3.18 Analysis: Type Systems
In about 5 pages (approximately 325 80-character lines or 2,750 words), write a paper about type systems.
Provided you write intelligently and demonstrate your understanding of type systems you can write about whatever you’d like. If that is too vague for you, or if you need some guidance, here are some suggestions:
- Discuss why so-called "dynamically typed languages", like Python, Ruby, and Racket can be thought of as statically typed. (Feel free to read Bob Harper’s blog on this topic, but don’t drink his Kool-Aid too much. He’s making a curious reductionary argument that doesn’t correspond to how the concept of "dynamic typing" is generally understand. It’s really a very clever rhetorical argument in favour of static type systems.)
- Discuss the trade-off between safety and convenience in programming as related to type systems.
- Learn about the Curry-Howard isomorphism. Relate and discuss it.
- Discuss how you can encode invariants about data into your types, other than based simply on atomic types.
- How could you use types to guarantee that a piece of code does not modify the filesystem? Feel free to discuss what types you would give to the code, the filesystem accessors, etc.
- Discuss how type systems relate to laziness. Does laziness make a type system different? How?
- Discuss why type systems are conservative, as opposed to exact or liberal.
- Discuss why the simply-typed lambda calculus is strongly normalizing. Is that a good thing? In what situations?

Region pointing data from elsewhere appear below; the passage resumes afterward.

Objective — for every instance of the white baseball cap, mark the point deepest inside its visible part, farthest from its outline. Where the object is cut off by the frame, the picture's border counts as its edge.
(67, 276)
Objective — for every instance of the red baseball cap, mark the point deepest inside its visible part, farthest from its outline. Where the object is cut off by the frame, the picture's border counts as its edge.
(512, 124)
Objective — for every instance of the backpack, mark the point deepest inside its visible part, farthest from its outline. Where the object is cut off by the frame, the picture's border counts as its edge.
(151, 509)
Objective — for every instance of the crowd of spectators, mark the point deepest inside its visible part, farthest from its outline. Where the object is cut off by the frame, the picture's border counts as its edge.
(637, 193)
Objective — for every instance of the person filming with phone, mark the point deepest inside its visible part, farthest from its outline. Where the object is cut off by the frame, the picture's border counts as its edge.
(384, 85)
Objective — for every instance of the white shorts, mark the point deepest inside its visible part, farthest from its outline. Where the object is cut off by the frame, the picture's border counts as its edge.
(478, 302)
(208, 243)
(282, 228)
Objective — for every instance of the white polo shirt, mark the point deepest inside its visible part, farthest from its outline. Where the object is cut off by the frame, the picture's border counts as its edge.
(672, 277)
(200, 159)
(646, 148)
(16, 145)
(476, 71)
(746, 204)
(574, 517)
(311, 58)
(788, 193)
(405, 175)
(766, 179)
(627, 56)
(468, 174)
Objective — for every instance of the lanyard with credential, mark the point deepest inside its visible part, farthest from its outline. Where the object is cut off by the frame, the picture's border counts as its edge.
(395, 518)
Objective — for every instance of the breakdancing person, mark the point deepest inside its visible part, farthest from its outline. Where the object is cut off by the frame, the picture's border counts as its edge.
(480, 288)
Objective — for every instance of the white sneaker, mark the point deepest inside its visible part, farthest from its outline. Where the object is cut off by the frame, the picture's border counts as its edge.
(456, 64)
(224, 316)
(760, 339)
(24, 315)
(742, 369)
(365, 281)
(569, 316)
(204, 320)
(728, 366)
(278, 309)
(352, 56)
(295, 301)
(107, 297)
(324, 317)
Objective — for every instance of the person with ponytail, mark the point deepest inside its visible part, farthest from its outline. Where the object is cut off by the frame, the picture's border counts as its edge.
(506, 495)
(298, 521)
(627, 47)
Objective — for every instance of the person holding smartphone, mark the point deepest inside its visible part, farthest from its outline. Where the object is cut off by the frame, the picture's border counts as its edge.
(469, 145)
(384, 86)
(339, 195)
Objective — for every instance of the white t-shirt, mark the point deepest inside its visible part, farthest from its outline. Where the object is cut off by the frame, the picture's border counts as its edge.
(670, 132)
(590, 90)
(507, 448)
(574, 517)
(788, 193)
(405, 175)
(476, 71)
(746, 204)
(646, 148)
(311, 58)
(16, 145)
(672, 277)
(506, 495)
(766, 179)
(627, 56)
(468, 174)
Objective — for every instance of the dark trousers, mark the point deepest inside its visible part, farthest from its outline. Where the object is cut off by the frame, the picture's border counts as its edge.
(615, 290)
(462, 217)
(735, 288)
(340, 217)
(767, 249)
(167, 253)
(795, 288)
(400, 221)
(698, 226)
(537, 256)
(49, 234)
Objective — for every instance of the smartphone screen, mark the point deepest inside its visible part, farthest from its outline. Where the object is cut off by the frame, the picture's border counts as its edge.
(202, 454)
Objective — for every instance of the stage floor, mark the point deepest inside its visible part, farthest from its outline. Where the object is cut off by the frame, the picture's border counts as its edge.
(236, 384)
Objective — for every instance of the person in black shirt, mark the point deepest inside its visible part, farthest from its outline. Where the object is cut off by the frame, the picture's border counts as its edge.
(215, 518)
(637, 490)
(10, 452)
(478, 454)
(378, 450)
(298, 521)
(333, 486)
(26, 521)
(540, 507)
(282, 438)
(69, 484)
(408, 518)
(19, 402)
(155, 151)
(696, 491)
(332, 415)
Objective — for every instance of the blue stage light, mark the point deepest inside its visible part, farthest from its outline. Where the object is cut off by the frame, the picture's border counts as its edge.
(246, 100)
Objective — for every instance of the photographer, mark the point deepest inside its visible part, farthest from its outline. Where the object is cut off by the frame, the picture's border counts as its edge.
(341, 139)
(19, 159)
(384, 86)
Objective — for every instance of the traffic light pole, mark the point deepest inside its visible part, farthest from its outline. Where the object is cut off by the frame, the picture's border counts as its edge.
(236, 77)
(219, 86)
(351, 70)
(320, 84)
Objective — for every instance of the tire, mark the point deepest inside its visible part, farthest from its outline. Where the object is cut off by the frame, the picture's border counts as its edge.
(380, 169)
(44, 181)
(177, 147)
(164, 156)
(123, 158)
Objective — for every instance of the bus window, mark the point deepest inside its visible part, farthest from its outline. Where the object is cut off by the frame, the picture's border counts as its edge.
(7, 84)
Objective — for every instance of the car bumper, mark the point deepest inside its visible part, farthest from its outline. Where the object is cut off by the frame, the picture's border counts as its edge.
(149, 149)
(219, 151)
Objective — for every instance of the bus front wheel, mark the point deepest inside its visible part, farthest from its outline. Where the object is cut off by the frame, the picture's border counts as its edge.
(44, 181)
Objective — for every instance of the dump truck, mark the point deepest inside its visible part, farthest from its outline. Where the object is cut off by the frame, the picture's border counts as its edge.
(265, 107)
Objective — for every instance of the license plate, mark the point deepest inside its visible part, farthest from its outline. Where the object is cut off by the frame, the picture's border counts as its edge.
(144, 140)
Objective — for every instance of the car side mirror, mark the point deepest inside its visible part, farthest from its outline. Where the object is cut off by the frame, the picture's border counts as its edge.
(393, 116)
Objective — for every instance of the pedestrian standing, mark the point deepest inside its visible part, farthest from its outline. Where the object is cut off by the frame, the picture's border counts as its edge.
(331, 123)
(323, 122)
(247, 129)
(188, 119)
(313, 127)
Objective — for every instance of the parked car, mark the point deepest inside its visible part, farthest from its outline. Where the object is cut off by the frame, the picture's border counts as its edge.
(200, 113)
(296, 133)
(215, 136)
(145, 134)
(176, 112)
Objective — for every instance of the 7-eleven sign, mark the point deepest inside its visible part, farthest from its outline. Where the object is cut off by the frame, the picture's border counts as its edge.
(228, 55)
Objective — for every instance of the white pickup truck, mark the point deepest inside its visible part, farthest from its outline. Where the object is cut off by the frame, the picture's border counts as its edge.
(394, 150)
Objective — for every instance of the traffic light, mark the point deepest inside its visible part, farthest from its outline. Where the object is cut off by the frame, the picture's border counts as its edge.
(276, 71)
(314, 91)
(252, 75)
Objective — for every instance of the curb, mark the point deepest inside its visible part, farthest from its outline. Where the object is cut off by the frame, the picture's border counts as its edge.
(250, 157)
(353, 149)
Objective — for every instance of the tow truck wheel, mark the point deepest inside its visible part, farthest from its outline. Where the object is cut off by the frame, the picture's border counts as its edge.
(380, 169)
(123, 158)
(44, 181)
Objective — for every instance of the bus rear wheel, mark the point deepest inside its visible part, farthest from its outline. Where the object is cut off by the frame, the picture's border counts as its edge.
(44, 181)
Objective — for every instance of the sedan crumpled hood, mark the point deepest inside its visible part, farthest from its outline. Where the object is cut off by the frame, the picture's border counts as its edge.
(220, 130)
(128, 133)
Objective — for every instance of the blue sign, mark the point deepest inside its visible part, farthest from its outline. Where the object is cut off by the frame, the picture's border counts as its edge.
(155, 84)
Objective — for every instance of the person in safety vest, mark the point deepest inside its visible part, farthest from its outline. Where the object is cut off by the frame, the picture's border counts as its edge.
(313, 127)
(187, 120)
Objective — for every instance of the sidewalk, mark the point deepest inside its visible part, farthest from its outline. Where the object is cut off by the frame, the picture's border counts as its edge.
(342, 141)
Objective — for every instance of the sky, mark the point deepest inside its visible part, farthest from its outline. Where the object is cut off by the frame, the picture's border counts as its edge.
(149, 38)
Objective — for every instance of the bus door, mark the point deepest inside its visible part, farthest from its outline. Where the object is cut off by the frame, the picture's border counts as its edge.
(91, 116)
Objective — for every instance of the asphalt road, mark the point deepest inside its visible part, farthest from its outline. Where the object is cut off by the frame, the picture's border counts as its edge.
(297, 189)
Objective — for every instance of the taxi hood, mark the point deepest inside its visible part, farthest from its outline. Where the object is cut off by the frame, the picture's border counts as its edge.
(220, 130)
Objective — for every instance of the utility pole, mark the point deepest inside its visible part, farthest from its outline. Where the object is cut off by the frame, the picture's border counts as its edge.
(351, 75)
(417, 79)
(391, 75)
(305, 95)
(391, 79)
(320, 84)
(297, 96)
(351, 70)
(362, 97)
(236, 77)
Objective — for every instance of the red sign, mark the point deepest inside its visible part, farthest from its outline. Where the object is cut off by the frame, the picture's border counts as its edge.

- Read Functional Programming in C++, by John Carmack. How does this relate to this class and type systems.
- Discuss the difference between the Haskell and ML type systems. In particular, look into monads, type classes, and functors.
- Explain how type inference is related to Gaussian elimination and linear optimization.
- Discuss how type inference leads to "interesting" error messages. Can you think of ways to avoid this problem?
- Learn about the history of the so-called "value restriction" in ML. Relate and analyze it.
- Discuss the "occurs check" during type inference unification.
Refer to Language Analysis the First for details about including citations, history, code, etc in your writing in this class.